Dries van Agt (1931-2024): Grondlegger van het gedoogbeleid
Op 5 februari overleed Dries van Agt. Zonder hem hadden we in Nederland geen gedoogbeleid van cannabis gehad en was het fenomeen coffeeshop wellicht aan een vroegtijdig einde gekomen. Het is kenmerkend voor de persoon Van Agt dat juist hij als CDA-politicus dat mogelijk maakte. Een partij die anno 2024 maar al te graag alle coffeeshops zou willen sluiten.

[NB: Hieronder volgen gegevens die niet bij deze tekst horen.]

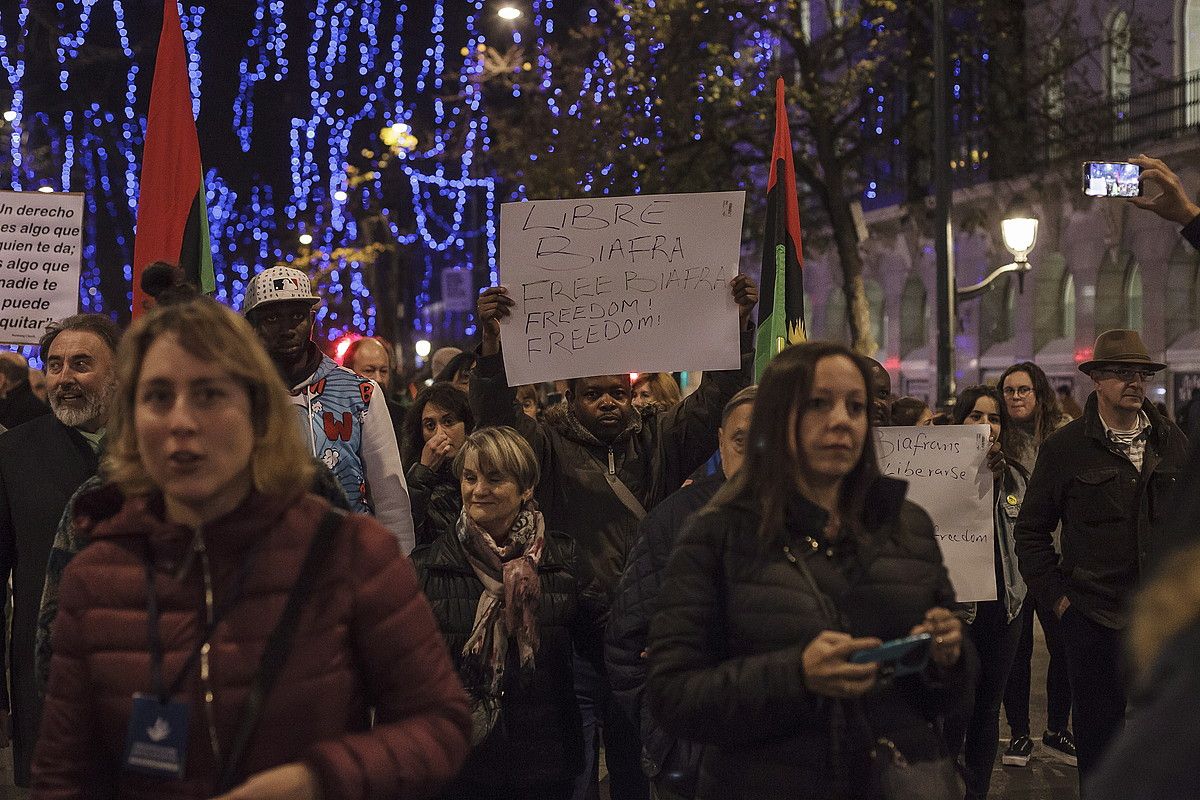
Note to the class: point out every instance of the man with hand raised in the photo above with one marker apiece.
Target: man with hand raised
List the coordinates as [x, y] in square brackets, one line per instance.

Van Agt was inmiddels al geen lid meer van het CDA, de partij waarvoor hij van 1977 tot 1982 minister-president was. Hij koos zijn eigen koers. De laatste jaren zette hij zich vooral in voor een Palestijnse staat. Ook de wijze waarop een einde aan zijn leven kwam, hij koos samen met zijn vrouw Eugenie voor euthanasie, komt niet overeen met christendemocratische standpunten. Maar Van Agt koos zijn eigen weg.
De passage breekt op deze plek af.